Although ethicists have alerted us to ethical problems concerning the treatment of cattle, chickens, pigs and puppies (in puppy mills), most of us have not confronted issues about causing pain to fish or taking the life of fish. Fish exhibit behaviors of distress and struggle when they are caught or injured. They react to stress as humans do – with increased heart rate, breathing rate and adrenal hormone release. They have a brain, a spinal cord and a nervous system. As a basic principle, on land or in water, a life form high on the food chain is capable of feeling pain; so tuna and salmon, for example, may feel pain when they are injured or killed. Most of the fish we catch and slaughter die slowly of suffocation after being removed from the water.
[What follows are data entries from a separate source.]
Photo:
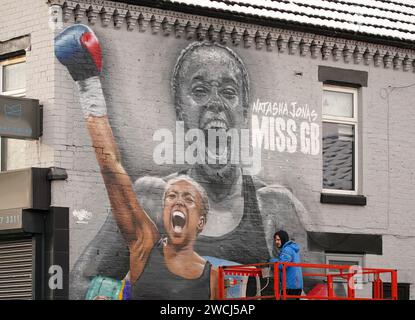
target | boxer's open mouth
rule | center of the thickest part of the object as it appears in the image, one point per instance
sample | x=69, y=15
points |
x=178, y=221
x=216, y=153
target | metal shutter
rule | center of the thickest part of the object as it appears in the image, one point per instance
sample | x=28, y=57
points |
x=16, y=269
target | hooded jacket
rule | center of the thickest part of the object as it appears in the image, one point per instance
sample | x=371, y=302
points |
x=290, y=252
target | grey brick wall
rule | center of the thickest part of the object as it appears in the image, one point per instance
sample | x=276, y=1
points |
x=136, y=82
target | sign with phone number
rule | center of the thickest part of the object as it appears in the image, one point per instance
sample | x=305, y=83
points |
x=10, y=219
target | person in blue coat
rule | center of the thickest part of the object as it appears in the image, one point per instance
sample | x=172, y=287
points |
x=289, y=251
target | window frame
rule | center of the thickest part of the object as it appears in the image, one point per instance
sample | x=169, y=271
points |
x=14, y=93
x=354, y=121
x=8, y=62
x=360, y=258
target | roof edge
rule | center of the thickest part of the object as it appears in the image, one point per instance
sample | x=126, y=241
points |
x=293, y=26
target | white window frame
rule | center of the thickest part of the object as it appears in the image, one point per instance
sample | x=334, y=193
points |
x=359, y=258
x=349, y=121
x=14, y=93
x=7, y=62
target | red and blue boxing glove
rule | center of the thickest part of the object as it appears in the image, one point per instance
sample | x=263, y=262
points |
x=77, y=48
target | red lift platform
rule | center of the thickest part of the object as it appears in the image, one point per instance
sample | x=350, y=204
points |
x=324, y=276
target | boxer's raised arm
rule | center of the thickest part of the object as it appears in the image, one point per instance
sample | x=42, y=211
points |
x=78, y=49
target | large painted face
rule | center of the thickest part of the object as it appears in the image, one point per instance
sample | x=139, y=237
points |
x=210, y=95
x=182, y=213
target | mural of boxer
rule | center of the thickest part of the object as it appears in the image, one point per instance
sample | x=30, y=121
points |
x=211, y=91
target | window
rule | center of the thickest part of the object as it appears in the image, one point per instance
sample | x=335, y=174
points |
x=339, y=139
x=340, y=259
x=13, y=83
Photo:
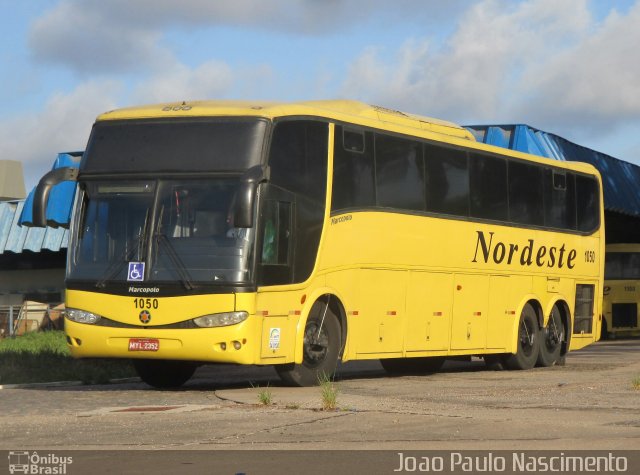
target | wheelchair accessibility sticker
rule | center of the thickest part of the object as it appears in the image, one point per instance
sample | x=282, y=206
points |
x=136, y=272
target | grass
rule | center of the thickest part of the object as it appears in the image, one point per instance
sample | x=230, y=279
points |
x=329, y=393
x=41, y=357
x=265, y=396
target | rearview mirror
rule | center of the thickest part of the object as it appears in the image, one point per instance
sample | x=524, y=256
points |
x=246, y=194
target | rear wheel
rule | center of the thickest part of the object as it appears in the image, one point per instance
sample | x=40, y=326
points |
x=164, y=374
x=528, y=345
x=604, y=331
x=412, y=365
x=321, y=347
x=552, y=337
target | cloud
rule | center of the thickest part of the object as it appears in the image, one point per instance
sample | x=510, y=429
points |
x=89, y=40
x=125, y=35
x=210, y=79
x=594, y=82
x=542, y=62
x=62, y=125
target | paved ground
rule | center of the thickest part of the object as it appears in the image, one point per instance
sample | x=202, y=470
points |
x=588, y=404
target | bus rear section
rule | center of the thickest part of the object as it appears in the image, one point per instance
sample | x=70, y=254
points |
x=621, y=291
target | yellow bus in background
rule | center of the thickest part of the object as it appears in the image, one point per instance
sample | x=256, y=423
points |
x=297, y=235
x=621, y=290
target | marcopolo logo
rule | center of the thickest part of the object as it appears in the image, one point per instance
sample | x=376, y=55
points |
x=531, y=253
x=34, y=463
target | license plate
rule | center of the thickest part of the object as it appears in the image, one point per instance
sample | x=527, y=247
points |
x=144, y=344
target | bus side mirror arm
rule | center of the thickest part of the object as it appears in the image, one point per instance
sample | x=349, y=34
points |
x=41, y=195
x=246, y=194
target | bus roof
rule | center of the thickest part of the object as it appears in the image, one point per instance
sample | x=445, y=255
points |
x=346, y=110
x=341, y=110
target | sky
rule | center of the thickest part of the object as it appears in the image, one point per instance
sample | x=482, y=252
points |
x=569, y=67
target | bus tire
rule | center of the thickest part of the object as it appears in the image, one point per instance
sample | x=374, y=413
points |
x=320, y=350
x=421, y=365
x=164, y=374
x=528, y=343
x=551, y=339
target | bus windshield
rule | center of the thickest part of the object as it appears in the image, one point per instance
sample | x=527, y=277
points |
x=181, y=230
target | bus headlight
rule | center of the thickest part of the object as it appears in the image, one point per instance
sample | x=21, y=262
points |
x=220, y=319
x=80, y=316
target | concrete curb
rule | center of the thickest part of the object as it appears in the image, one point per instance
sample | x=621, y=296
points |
x=62, y=384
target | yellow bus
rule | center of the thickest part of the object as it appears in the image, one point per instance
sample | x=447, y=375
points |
x=301, y=234
x=621, y=291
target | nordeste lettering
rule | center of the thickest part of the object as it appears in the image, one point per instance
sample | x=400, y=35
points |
x=498, y=252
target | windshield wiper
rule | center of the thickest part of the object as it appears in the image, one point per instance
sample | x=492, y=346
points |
x=183, y=273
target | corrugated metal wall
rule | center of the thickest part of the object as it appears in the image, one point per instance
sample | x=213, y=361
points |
x=15, y=238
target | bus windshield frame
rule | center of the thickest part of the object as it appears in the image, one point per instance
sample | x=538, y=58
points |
x=180, y=230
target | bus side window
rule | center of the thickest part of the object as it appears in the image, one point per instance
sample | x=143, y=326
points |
x=587, y=203
x=488, y=186
x=447, y=180
x=559, y=199
x=525, y=193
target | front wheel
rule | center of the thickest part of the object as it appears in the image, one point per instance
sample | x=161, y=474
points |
x=321, y=347
x=164, y=374
x=528, y=346
x=552, y=339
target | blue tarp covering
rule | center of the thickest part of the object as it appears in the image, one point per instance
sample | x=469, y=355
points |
x=61, y=196
x=621, y=180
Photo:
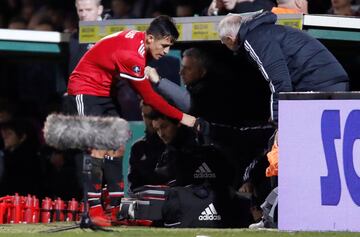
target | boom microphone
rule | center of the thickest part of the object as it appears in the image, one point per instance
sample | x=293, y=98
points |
x=84, y=132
In addition, factory fish farming, including the new closed system aquaculture, raises ethical issues about confinement. Clearly, fish have instinctual drives and many of these drives or natural behaviors are stifled by enclosing them in pens or tanks. This issue is different from that of physical pain and, as we saw, it runs parallel to the problems about confinement of land animals. It seems cruel to frustrate the natural drives of these living beings.

Conclusion

In my view, we who live comfortably in the “developed” countries can well afford to take a stand on the side of compassion. We do not need to eat fish and I suspect the health risks of eating fish outweigh the health benefits. But our dietary decisions should not be based on our health alone. Eating is not a one dimensional action. Dietary, environmental and ethical dimensions are inextricably intertwined. For me, the environmental impacts from the fishing industry are the most striking. If we risk the balance and health of the environment, we are all in jeopardy.

Gene C. Sager is Professor of Environmental Ethics at Palomar College in San Marcos, California.